The additional tax won’t solve all of Duneland’s funding woes, Baer said. For one thing, because the additional revenues won’t be available until next year, Duneland will continue to have a “tight, tight budget” this year. School officials will continue to be vigilant in cutting costs, he said.

At the same time, the tax referendum approval will plug a growing budget shortfall and curb anticipated additional cuts. Duneland already gave notice to 18 teachers -- mainly those in the elementary fine art and media programs -- that their positions are expected to be eliminated. Two of the positions are currently held by teachers who are retiring, and those two will likely remain unfilled. But with the referendum approval, the pressure to cut the other slots has been lifted, and the intent is to keep the 16 remaining teachers on board, Baer said.

“We won’t see the massive layoffs we would have seen otherwise,” he said.

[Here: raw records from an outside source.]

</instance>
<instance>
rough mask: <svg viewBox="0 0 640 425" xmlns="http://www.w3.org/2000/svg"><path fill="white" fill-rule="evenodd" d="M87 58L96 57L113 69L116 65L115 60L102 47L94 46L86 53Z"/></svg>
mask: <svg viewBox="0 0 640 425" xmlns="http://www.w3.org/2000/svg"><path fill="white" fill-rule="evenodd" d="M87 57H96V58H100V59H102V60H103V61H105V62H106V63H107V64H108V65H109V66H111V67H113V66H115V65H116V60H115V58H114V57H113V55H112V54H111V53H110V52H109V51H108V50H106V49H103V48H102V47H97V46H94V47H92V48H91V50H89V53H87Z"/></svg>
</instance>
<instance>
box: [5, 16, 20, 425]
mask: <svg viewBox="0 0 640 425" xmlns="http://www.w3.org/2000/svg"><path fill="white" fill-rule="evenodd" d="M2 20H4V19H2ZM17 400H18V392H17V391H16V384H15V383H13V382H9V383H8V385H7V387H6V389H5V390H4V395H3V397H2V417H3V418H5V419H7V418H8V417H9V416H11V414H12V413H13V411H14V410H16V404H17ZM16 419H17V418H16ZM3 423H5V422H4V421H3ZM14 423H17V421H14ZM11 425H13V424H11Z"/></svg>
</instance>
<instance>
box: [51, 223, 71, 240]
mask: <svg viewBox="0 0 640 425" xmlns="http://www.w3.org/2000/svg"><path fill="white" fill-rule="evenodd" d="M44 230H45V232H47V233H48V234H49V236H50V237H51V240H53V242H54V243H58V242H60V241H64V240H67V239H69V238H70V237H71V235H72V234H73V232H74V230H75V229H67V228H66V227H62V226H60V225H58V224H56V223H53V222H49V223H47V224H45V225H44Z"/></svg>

Tueday’s tax referenda in Duneland and the other school systems stem from a 2008 state law that significantly altered school funding in Indiana. The state “took over” funding of school general funds, paying for it in part by increasing the state sales tax from 6 to 7 percent. But within a year of the school funding takeover, the state announced nearly $300 million in additional funding cuts to schools. The 2008 state law also gave schools the option of turning to local voters for additional property tax funds.

Duneland’s shortfall at the start of this year exceeded $1 million, and its general fund totals about $8 million less than five years ago. Without an additional funding source, Duneland’s shortfall was projected to rise to $8.4 million within seven years.

Of the three operating fund referenda on the ballot Tuesday, Duneland’s tax hike was comparable to the other two. Zionsville’s additional tax rate will be up to 24 cents while Oregon Davis’ will be up to 19 cents.

But Duneland’s result was the closest, passing by a 51 to 49 percent margin, or 4,093 to 3,940. Oregon Davis’ referendum passed comfortably, 699-383, while Zionsville’s was closer, 3,954 to 3,259.

Baer said he would have liked to see a larger margin in support of the referendum. But he acknowledged that Duneland was up against a few big obstacles. In addition to a continued tough economy, he said the hotly contested U.S. Senate Republican race between veteran Richard Lugar and Tea Party-backed Richard Mourdock may have brought out many more voters than usual who are not particularly sympathetic to tax hikes for schools.

Baer also said that last year’s decision to replace the Chesterton High School football field with artificial turf continues to be a sore spot with many voters. He said that even though Duneland tried to get the message out that the funds for the turf are separate from the school operating funds, it was impossible to convince everyone.

Despite the close margin, Baer said he is still pleased that the majority of voters came out in support of the referendum.

“I still think it’s a victory for the kids of the Duneland School Corporation,” he said.